Healthcare in Malta after Brexit

You should prepare for possible changes to your access to healthcare if there is a no-deal Brexit and you are a UK national living in or travelling to Malta.

You should review your access to healthcare now. There may be a gap or permanent change in how you access healthcare if there is no deal and no agreements with Malta in place. For example, if you are a posted worker or student using a European Health Insurance Card (EHIC) you will not be able to use this to access your healthcare as you do now.

If you’re living in Malta

You need to make the best decisions for your circumstances and consider the following:

  • registering to live in Malta
  • registering for healthcare under the local rules and legislation of Malta
  • buying comprehensive health insurance while you are applying for residency or if you are not eligible for local schemes

Make sure you have all the right documentation and it is up to date.

S1 certificate holders

Maltese no-deal legislation (in Maltese) says that if there is a no-deal Brexit, S1 holders would continue to be able to access healthcare with their S1 form as they do now.

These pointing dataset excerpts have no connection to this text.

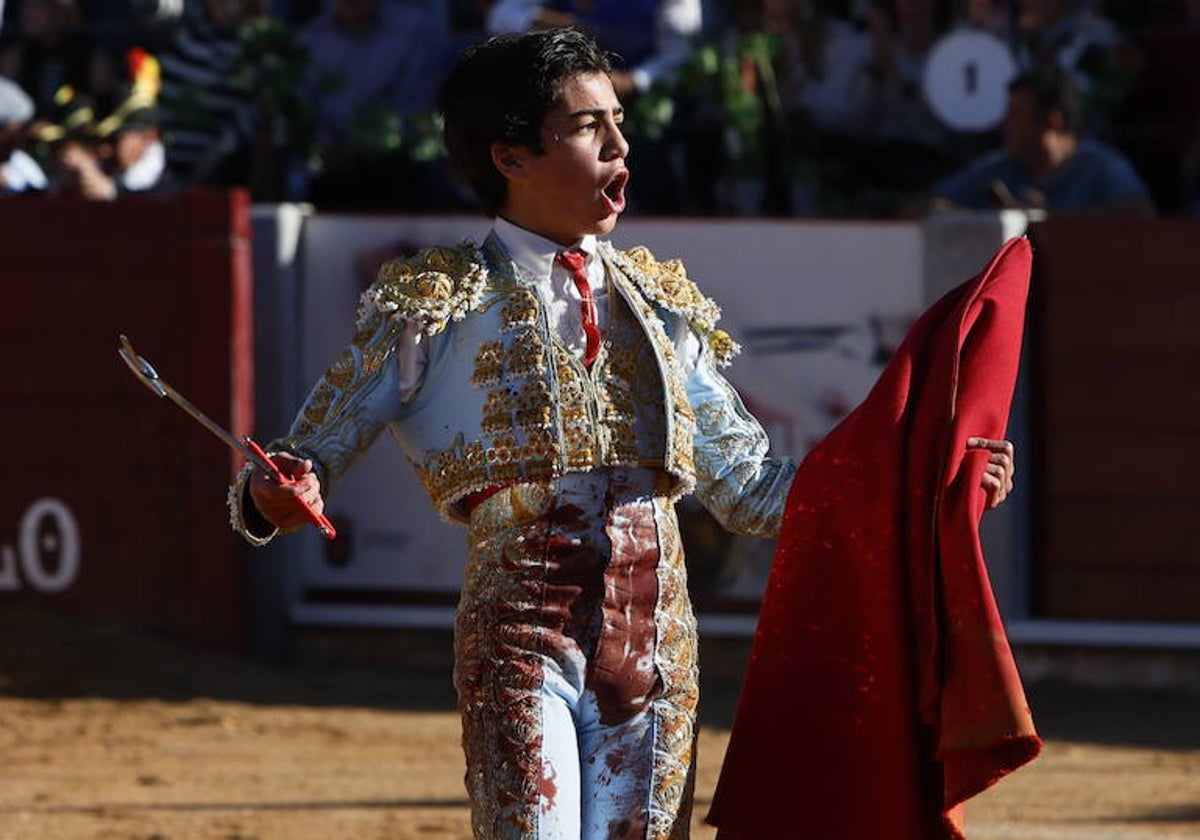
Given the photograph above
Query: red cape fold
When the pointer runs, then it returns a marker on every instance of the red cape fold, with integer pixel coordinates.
(881, 690)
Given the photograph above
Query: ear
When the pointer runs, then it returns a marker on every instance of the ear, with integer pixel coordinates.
(509, 160)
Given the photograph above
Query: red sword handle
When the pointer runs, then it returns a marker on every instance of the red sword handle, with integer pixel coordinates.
(318, 520)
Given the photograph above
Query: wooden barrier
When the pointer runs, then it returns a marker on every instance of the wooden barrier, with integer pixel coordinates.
(1116, 419)
(112, 501)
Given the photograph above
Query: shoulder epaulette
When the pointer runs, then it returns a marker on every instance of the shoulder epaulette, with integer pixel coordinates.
(429, 289)
(667, 285)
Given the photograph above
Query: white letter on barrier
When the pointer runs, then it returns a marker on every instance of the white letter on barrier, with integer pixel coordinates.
(67, 545)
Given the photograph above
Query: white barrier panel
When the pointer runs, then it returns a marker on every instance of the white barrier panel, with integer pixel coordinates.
(817, 307)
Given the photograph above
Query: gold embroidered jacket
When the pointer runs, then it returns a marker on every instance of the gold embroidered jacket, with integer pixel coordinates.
(503, 400)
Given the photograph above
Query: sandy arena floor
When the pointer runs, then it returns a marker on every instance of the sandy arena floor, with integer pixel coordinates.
(112, 736)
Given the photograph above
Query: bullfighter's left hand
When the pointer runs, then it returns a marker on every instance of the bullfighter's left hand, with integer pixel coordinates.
(997, 477)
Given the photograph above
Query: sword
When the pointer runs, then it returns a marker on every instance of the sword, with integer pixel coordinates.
(246, 447)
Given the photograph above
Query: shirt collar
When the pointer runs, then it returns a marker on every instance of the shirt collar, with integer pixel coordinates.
(533, 253)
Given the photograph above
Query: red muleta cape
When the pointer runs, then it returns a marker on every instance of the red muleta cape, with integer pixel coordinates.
(881, 690)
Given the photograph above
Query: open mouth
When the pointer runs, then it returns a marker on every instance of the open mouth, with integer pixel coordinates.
(615, 191)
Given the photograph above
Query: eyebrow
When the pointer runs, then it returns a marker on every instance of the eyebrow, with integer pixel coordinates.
(597, 112)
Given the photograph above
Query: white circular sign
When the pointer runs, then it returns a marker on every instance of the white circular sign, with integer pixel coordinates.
(966, 79)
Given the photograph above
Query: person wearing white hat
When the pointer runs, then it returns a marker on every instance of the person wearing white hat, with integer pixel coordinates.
(18, 171)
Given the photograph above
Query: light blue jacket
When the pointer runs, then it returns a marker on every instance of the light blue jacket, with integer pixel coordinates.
(503, 400)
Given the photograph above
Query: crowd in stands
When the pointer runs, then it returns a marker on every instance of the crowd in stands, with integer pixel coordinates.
(735, 107)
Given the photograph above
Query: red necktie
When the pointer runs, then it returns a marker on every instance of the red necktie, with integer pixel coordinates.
(573, 261)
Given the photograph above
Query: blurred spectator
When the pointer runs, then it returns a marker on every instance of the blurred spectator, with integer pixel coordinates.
(652, 40)
(208, 109)
(18, 171)
(52, 48)
(129, 143)
(69, 136)
(989, 16)
(1045, 163)
(651, 36)
(853, 87)
(1096, 54)
(373, 67)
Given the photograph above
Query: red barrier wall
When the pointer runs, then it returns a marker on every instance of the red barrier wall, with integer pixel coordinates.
(1116, 417)
(112, 499)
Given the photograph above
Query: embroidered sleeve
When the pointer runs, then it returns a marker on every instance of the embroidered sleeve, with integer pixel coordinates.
(429, 289)
(341, 418)
(736, 480)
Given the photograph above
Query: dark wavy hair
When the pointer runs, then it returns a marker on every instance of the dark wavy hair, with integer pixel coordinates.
(499, 91)
(1053, 90)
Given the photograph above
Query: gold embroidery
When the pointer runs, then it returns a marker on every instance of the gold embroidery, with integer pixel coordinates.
(489, 364)
(429, 289)
(669, 286)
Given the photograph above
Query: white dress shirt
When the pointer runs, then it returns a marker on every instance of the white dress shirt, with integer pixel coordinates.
(534, 259)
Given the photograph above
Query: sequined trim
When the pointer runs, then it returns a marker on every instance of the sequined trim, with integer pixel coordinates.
(546, 415)
(235, 503)
(677, 659)
(667, 285)
(430, 289)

Studying in Malta after Brexit

Your EHIC may not be valid after exit day if there is a no-deal Brexit. This will depend on whether the UK has an arrangement with Malta and might mean you need to pay in full for treatment.

If you’re already studying in Malta before the UK leaves the EU, the UK will cover your healthcare costs for the duration of your course.

Students starting courses after the UK leaves the EU should ensure they have comprehensive healthcare cover in place.

Get help paying for medical treatment after Brexit

During the first 6 months after Brexit, if you need medical treatment and you’re being asked to pay for it, the UK can help.

This may be through arrangements with the country you live in, or by paying your healthcare provider directly.

To organise a payment, you’ll need to give your healthcare provider’s details to the NHS Business Services Authority’s Overseas Healthcare Services.

Call the NHS Business Services Authority on +44 (0)191 218 1999 for more information. Lines are open Monday to Friday 8am to 6pm and Saturday 9am to 3pm (UK time).

Using NHS services when visiting the UK

If you are living in Malta and are not currently eligible for a UK-issued S1 form or EHIC, you should not expect to be able to use NHS services for free. You should take out appropriate travel insurance when visiting the UK, as you would when visiting any other country.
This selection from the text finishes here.